Linking gender equity and the conservation of local genetic resources is one example of how GEF-financed projects can support synergies between positive gender benefits and positive biodiversity benefits. In Nepal, for example, we are now supporting IUCN to strengthen capacities to implement the Nagoya Protocol. This includes building gender equity among farmer groups and other community institutions in order to support the conservation and use of diverse local genetic resources, and promoting an enabling environment for access and benefit-sharing. In Ecuador, a project implemented by FAO to conserve biodiversity and promote its sustainable use shows how gender issues can be integrated within a broader context.  The project recognizes the unique ethno-cultural characteristics of target groups, including settlers and Kichwa and Waorani indigenous peoples, as well as the socio-economic differences between men and women.

Ultimately, integrating gender mainstreaming into national policies is key to creating an enabling environment that brings biodiversity, gender and social inclusion together, and the GEF has been supporting gender integration in National Biodiversity Strategies and Action Plans in different countries, such as with UNDP in Ecuador.

Highlighting results

Embedding gender and social inclusion in project design is important, but results also matters.

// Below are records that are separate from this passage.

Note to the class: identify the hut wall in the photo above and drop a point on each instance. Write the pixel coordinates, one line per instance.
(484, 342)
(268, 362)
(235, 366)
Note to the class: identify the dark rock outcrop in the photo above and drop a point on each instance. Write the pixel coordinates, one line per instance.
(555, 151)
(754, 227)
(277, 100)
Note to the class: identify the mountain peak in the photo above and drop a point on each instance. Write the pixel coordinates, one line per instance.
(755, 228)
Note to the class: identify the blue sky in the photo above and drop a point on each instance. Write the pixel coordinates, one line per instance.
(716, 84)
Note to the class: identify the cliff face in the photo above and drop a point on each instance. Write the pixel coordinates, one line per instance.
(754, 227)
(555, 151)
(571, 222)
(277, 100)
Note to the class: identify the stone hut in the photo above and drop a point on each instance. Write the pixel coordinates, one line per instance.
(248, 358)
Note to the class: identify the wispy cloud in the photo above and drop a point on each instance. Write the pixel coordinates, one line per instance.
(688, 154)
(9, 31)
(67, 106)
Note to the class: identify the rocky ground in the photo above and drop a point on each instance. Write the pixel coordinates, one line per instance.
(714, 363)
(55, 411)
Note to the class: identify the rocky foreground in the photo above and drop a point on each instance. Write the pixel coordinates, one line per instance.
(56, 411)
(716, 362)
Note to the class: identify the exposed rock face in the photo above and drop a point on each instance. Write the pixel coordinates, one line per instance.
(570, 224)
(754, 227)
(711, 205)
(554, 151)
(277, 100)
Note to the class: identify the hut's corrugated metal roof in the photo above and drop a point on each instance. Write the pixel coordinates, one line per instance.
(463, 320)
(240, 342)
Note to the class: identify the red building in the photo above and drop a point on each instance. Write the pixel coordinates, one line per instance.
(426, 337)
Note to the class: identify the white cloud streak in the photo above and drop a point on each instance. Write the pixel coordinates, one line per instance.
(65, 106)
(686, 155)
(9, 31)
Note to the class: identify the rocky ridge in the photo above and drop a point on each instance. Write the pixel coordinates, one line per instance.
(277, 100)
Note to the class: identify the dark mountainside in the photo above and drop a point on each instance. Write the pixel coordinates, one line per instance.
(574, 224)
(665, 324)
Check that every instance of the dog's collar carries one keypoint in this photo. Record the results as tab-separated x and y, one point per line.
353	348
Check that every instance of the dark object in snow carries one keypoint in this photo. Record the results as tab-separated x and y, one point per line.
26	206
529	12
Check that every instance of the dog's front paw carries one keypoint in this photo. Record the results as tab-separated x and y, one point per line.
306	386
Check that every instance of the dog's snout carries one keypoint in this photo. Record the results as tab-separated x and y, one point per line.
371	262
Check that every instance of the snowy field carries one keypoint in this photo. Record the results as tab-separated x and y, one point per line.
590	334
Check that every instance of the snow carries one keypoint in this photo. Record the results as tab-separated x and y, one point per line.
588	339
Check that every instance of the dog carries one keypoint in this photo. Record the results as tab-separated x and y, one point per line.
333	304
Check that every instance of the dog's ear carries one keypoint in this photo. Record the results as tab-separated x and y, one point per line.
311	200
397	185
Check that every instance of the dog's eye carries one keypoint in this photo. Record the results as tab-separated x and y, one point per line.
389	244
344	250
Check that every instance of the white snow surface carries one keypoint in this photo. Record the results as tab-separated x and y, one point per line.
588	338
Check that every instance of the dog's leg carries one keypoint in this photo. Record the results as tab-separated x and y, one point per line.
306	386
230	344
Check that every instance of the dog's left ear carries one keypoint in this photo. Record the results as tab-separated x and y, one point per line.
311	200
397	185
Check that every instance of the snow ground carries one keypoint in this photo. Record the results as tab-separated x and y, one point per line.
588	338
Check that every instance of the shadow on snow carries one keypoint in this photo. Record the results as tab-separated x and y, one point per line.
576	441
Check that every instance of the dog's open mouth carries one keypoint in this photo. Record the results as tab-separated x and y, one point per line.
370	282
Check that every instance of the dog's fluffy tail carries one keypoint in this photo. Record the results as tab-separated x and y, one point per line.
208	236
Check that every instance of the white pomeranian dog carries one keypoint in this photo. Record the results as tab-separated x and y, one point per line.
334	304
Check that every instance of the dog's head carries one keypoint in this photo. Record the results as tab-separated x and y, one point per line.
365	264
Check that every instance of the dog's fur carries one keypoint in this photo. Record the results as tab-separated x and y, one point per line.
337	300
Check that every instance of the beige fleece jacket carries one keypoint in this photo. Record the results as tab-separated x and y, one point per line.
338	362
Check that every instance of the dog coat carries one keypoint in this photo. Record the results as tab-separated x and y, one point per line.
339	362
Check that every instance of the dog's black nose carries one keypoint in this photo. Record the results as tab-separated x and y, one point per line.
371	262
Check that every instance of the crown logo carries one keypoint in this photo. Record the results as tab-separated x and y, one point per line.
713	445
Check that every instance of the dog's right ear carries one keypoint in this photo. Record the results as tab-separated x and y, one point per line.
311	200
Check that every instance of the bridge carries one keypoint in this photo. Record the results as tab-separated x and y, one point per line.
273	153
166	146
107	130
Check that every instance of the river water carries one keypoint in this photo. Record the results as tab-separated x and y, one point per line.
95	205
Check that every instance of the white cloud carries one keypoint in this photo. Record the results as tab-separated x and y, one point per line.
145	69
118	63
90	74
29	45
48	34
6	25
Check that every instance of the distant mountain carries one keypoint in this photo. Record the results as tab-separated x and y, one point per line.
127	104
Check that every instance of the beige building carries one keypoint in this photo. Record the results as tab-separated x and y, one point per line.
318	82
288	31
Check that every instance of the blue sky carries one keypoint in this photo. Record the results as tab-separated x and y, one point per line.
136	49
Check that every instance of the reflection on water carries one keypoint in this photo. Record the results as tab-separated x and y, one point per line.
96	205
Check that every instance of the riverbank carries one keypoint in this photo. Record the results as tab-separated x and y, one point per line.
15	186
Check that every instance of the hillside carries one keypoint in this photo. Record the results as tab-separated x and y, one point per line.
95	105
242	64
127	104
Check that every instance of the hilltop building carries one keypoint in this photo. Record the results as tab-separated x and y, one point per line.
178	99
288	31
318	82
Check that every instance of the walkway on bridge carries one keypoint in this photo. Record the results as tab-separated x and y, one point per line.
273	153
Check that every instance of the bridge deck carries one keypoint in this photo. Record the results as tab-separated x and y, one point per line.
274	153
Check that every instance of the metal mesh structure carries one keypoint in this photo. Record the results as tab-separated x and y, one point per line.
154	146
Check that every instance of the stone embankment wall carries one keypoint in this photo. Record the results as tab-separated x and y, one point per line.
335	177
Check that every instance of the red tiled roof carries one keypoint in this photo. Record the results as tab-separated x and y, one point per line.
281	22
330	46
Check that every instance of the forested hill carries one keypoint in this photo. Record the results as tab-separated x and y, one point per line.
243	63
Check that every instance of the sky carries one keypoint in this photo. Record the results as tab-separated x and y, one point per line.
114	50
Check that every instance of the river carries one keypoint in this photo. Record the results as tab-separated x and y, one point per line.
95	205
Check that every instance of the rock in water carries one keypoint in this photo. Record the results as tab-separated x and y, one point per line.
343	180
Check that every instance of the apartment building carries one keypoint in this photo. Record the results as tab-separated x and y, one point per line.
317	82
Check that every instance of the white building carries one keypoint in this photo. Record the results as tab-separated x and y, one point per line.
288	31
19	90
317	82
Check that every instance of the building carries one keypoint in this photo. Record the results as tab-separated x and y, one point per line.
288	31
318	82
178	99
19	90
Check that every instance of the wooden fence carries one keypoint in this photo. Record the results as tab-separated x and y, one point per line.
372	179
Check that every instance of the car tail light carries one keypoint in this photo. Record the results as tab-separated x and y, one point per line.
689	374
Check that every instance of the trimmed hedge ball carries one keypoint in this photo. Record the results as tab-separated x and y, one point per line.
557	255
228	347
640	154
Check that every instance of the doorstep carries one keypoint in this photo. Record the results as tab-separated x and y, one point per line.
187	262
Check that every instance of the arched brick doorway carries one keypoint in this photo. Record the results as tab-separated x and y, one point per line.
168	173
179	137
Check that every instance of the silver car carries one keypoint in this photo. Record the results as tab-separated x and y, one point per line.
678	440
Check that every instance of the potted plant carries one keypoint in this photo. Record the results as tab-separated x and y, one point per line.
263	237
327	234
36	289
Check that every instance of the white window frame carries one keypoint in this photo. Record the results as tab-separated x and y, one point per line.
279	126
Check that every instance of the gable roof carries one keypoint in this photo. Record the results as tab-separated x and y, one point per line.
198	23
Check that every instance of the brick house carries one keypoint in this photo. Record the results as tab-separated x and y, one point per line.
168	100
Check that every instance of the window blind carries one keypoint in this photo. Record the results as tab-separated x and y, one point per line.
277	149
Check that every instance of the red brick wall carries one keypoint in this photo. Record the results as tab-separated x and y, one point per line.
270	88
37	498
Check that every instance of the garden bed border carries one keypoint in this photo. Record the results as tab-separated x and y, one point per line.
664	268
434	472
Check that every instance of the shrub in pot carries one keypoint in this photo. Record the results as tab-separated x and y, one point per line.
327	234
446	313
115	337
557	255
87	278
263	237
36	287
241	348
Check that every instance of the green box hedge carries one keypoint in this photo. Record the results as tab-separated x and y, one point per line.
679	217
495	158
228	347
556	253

Results have been demonstrated in Brazil, where a project implemented by UNDP for the conservation and sustainable use of mangrove ecosystems helped women crab collectors and fishers improve their livelihoods as well as contribute to restoring a vital mangrove ecosystem. In Mali, a project with IFAD to protect biodiversity and promote participatory, sustainable management of natural resources in the Inner Niger Delta replanted bourgou, a native grass found along the river and in ponds. This led to improved nutritional impacts for communities, higher incomes for women and the reappearance of plant, bird and especially fish species.

When looking at our project portfolio today, just compared to a couple of years back, we know that we are making progress. We also know that we can do better. Working closely with the newly established GEF Gender Partnership, national partners and civil society, we are just about to start a process of updating our policy and guidelines on gender. Building on best practices, this will help us clarify our standards and support creative and impactful ways to promote gender equality across our project portfolio.